It's quite insteresting that while most English speaking community blame
Chinese censorship, there's an invisible censorship of political correctness
that prohibit the other side of the story which might be truth. The same
invisible "censorship" makes me use current throw way id because my opinion
based on what I know seems very evil motivated or might take money from CPP.

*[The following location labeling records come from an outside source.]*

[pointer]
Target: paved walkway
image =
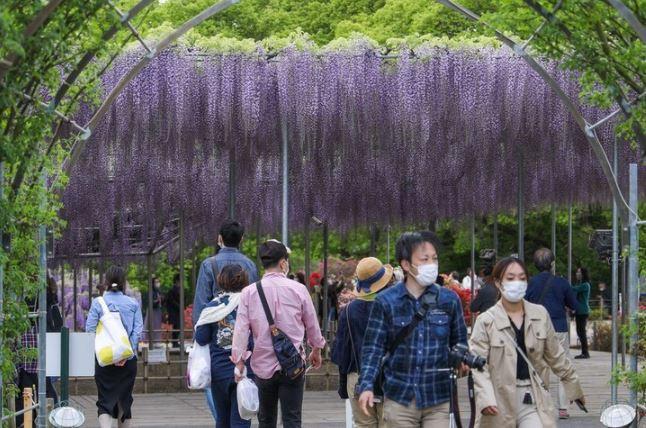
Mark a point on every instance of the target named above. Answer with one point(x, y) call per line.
point(325, 409)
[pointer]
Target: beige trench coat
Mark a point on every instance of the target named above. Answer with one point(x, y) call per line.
point(496, 385)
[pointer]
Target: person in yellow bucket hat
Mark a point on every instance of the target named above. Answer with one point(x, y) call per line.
point(372, 277)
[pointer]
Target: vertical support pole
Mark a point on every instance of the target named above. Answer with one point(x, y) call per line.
point(615, 283)
point(388, 244)
point(373, 240)
point(258, 262)
point(521, 208)
point(633, 278)
point(308, 252)
point(41, 419)
point(27, 398)
point(554, 237)
point(569, 244)
point(326, 280)
point(1, 293)
point(232, 183)
point(285, 233)
point(75, 294)
point(182, 275)
point(495, 233)
point(62, 301)
point(149, 269)
point(65, 365)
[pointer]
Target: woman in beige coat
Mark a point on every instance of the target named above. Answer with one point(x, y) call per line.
point(510, 392)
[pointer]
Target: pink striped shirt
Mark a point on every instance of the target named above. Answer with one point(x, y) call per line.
point(293, 312)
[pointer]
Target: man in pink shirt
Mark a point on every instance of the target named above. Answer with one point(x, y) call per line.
point(293, 312)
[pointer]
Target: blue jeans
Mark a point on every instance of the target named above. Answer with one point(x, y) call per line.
point(209, 400)
point(226, 403)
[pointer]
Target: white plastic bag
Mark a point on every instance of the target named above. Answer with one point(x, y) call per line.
point(111, 343)
point(198, 371)
point(247, 394)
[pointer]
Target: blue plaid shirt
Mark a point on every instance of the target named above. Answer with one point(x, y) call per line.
point(411, 372)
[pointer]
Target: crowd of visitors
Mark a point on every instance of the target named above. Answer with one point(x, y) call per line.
point(397, 331)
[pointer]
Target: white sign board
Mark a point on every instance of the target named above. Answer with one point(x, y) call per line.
point(157, 356)
point(81, 354)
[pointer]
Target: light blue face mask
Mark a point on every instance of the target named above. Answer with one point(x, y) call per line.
point(426, 274)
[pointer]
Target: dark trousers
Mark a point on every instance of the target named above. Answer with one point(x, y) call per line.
point(581, 322)
point(226, 404)
point(290, 394)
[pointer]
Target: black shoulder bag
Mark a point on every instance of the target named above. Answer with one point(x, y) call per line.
point(429, 302)
point(289, 358)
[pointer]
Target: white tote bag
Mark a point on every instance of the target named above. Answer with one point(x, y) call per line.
point(111, 343)
point(198, 371)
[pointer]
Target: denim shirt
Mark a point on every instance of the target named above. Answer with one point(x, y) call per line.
point(127, 307)
point(207, 288)
point(415, 370)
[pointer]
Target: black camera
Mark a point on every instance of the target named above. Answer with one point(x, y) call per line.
point(460, 354)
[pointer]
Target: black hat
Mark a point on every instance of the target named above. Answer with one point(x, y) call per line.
point(272, 251)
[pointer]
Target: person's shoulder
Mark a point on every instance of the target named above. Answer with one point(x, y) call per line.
point(535, 310)
point(131, 301)
point(446, 294)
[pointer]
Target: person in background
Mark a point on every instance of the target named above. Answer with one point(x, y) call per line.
point(582, 290)
point(466, 281)
point(293, 314)
point(521, 347)
point(555, 293)
point(173, 309)
point(229, 240)
point(215, 328)
point(488, 295)
point(372, 278)
point(416, 393)
point(115, 382)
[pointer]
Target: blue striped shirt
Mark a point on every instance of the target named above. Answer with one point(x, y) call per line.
point(411, 373)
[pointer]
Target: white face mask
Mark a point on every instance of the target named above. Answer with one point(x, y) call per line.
point(514, 291)
point(426, 274)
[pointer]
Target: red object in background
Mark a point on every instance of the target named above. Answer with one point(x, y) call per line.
point(465, 298)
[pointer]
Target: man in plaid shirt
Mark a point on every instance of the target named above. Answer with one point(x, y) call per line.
point(416, 383)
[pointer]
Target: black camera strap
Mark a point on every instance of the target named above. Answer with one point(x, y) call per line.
point(429, 302)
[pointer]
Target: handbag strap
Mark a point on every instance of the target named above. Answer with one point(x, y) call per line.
point(529, 364)
point(265, 306)
point(104, 306)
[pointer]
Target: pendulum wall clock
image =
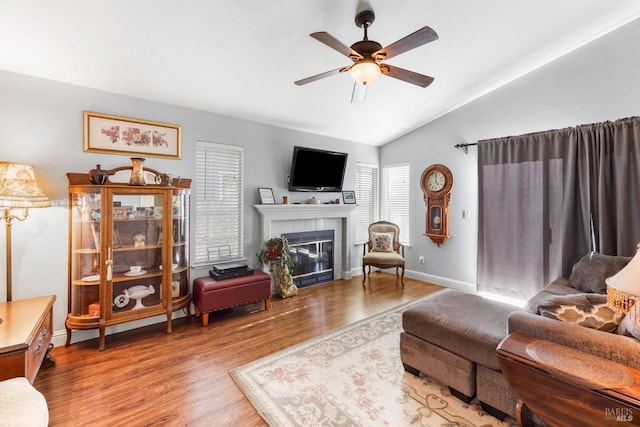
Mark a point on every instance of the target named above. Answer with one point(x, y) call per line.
point(436, 183)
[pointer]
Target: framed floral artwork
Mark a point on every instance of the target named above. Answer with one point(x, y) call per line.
point(110, 134)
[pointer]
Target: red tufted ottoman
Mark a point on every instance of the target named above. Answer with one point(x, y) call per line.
point(210, 294)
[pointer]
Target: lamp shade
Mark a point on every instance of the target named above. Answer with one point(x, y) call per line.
point(19, 189)
point(365, 71)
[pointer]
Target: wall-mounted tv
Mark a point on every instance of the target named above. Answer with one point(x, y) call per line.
point(316, 170)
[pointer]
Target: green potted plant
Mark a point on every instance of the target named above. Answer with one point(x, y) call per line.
point(275, 254)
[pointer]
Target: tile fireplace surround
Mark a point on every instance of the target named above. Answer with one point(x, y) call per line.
point(276, 220)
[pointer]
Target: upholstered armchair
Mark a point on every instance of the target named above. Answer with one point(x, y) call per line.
point(383, 250)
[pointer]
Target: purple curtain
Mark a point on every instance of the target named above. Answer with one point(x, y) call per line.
point(548, 198)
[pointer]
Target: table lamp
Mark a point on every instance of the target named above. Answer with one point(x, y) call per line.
point(18, 191)
point(623, 289)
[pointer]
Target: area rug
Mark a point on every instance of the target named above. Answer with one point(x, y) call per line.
point(352, 377)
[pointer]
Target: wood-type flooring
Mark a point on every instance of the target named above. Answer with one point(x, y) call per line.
point(146, 377)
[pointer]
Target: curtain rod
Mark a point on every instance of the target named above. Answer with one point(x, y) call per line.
point(465, 146)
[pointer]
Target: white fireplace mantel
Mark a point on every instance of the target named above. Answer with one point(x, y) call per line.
point(307, 217)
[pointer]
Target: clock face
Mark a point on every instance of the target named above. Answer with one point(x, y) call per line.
point(435, 181)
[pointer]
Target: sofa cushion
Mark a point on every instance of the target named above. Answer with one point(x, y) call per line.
point(465, 324)
point(596, 316)
point(558, 288)
point(590, 272)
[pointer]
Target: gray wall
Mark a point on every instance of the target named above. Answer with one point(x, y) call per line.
point(41, 124)
point(598, 82)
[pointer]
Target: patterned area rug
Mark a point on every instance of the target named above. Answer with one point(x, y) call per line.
point(352, 377)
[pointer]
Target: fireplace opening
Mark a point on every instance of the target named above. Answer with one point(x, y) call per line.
point(312, 255)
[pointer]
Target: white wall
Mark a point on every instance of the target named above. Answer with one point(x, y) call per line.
point(598, 82)
point(41, 124)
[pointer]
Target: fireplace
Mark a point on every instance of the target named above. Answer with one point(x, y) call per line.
point(276, 220)
point(312, 255)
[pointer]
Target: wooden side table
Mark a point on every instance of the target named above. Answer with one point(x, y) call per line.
point(25, 336)
point(564, 387)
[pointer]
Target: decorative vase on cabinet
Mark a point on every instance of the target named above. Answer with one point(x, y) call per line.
point(120, 236)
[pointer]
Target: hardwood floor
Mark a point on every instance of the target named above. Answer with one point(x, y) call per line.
point(148, 377)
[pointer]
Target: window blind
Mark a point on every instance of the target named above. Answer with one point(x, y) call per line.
point(396, 198)
point(367, 198)
point(218, 203)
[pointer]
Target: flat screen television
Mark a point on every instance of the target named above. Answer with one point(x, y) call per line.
point(316, 170)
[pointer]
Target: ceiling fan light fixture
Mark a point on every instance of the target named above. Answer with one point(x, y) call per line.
point(365, 72)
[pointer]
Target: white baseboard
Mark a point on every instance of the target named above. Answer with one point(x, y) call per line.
point(430, 278)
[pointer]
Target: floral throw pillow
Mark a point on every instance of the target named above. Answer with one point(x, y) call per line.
point(596, 316)
point(382, 242)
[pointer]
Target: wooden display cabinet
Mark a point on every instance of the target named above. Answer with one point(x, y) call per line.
point(114, 227)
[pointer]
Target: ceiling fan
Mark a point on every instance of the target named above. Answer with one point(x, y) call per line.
point(367, 56)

Chinese speaking media have different stories which lead majority of Chinese
having different oppinions than Westners' naive human rights view based on
their moral superiority. To them the the narrative of HK events is another lie
just like WMD. The response to Morey is an angry response to defamation , not
bully to freedome of speech that US politicians and journalist love to describ
about Chinese government.

Ironically it's also NY Time disclose some information about the other side of
story[0].But thats a very small piece. There are much more than that.
Westeners just don't know because of invisible collective censorship. The
people under visible censorship some times know 2 sides stories while the
other side are easily fooled by the "independent" journalists who distort the
reality based on own their values and invisible censorship. I'm also using the
opportunity to see how many downvotes I can collect as an observation of
invisible censorship.

[0][https://www.nytimes.com/2019/10/07/world/asia/hong-kong-
prot...](https://www.nytimes.com/2019/10/07/world/asia/hong-kong-protesters-
masks-violence.html)

------
adultSwim
Is dealing with the US worth the moral cost?

------
kresten
Is depending heavily on China for critical business functions such as
manufacturing seen as a risk by big companies?

------
jorblumesea
It's interesting to see the zeitgeist of this evolve. Just 6 months ago much
of the public was very blasé about China, but experts in many realms were
sounding alarm bells. A few months later, now look at it.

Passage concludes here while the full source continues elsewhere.